The AAP realizes that the Commonwealth is under tremendous budgetary constraint with a reported loomingdeficit. We have respectfully requested assistance with Medicaid reimbursement for twelve years, each year being told now is not a good time. The EMS System has run out of “a good time”. If another budget passes without an increase in the Medical Assistance rate and the return of a fee for “loaded mileage” as the federal government intended, many of our services will not be here next year to be told now is not a good time.

Thank you for the opportunity to offer these remarks. We will answer any questions at such time deemed appropriate by the Committee Chairs.

“When you reach the end of your rope, tie a knot and hang on.”
Abraham Lincoln

The AAP is a member organization that advocates the highest quality patient care through ethical and sound business practices, advancing the interests of our members in important legislative, educational, regulatory and reimbursement issues.
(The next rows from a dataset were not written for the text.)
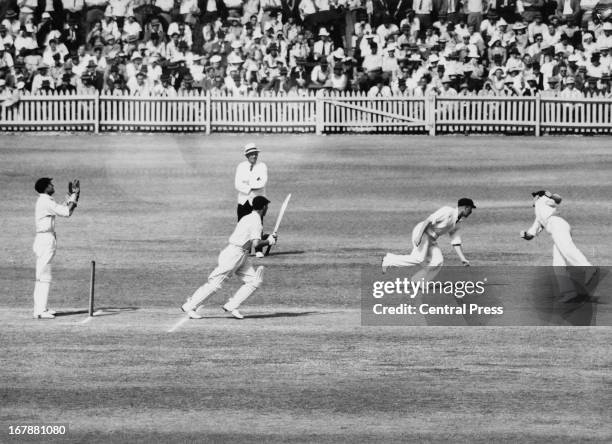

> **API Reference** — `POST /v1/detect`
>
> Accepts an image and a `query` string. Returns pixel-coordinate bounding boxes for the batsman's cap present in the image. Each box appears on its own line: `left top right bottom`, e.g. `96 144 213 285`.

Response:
531 190 562 204
457 197 476 208
34 177 53 193
244 142 259 156
253 196 270 210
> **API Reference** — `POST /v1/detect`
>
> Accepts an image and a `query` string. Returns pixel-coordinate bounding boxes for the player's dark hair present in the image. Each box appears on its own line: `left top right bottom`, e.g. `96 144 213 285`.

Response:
34 177 53 193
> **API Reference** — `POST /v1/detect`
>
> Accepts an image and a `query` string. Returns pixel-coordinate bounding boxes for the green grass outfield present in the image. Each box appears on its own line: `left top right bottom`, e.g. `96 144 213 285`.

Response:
0 134 612 443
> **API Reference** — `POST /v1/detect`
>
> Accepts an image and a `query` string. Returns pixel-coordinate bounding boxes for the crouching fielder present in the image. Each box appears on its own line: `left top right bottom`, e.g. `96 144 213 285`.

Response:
181 196 276 319
382 197 476 281
32 177 81 319
521 190 591 267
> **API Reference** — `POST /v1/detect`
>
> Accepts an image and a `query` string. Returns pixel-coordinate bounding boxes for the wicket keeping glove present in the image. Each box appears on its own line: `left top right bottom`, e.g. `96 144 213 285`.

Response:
268 234 278 246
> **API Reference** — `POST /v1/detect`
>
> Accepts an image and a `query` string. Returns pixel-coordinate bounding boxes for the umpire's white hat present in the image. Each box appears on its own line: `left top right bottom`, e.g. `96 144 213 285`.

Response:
244 142 259 156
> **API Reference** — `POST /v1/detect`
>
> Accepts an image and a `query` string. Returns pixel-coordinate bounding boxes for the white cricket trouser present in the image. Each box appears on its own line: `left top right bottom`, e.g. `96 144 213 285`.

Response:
32 233 57 316
187 244 263 310
383 222 444 281
546 216 591 267
546 216 591 301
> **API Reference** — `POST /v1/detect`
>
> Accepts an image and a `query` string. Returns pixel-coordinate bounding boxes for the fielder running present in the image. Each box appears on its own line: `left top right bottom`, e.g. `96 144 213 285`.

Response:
521 190 591 267
382 197 476 282
521 190 599 302
32 177 81 319
181 196 276 319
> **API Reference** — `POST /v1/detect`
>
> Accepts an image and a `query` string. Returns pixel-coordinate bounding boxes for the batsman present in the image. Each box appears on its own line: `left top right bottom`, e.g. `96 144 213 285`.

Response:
32 177 81 319
181 196 277 319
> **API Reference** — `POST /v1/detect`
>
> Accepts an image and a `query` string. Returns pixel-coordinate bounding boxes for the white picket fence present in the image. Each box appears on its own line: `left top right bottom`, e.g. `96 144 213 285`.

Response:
0 92 612 135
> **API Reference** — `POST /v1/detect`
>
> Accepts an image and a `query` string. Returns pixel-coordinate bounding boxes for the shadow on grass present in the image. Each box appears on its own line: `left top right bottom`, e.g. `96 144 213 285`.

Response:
266 250 305 257
244 311 321 319
94 307 140 317
55 308 89 318
55 307 140 317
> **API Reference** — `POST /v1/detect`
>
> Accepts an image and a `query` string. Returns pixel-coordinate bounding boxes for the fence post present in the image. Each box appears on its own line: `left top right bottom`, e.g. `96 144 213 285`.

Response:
94 90 100 134
535 93 542 137
315 91 325 136
425 94 436 136
206 91 212 135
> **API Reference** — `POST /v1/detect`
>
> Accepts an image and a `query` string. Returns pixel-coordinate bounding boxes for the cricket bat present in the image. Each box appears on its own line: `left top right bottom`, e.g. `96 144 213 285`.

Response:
265 193 291 256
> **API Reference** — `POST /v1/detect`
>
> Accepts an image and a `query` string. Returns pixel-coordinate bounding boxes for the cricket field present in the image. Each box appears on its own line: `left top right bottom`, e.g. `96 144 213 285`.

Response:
0 134 612 443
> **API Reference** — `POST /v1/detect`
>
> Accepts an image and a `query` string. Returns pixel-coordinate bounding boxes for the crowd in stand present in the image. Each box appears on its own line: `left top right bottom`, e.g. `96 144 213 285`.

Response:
0 0 612 99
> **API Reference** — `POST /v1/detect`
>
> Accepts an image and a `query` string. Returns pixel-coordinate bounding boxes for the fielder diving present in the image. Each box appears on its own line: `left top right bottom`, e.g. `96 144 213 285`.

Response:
181 196 277 319
382 197 476 282
520 190 599 302
521 190 591 267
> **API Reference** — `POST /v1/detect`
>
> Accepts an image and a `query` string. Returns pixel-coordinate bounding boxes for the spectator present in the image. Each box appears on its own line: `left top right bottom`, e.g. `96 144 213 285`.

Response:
310 58 331 88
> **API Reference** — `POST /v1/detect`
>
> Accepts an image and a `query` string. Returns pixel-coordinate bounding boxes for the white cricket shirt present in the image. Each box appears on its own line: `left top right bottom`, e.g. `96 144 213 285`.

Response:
234 160 268 205
229 211 263 250
427 207 461 245
35 193 70 234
Through the development of positive relationships with interested stakeholders, the AAP works for the advancement of emergency and non-emergency medical services delivery and transportation and the development and realization of mobile integrated healthcare in this evolving healthcare delivery environment.

Our nearly 250 members are based throughout the Commonwealth and include all delivery models of EMS including not-for-profit, for-profit, municipal based, fire based, hospital-based, volunteer and air medical. Our members perform a large majority of the patient contacts reported to the Department of Health.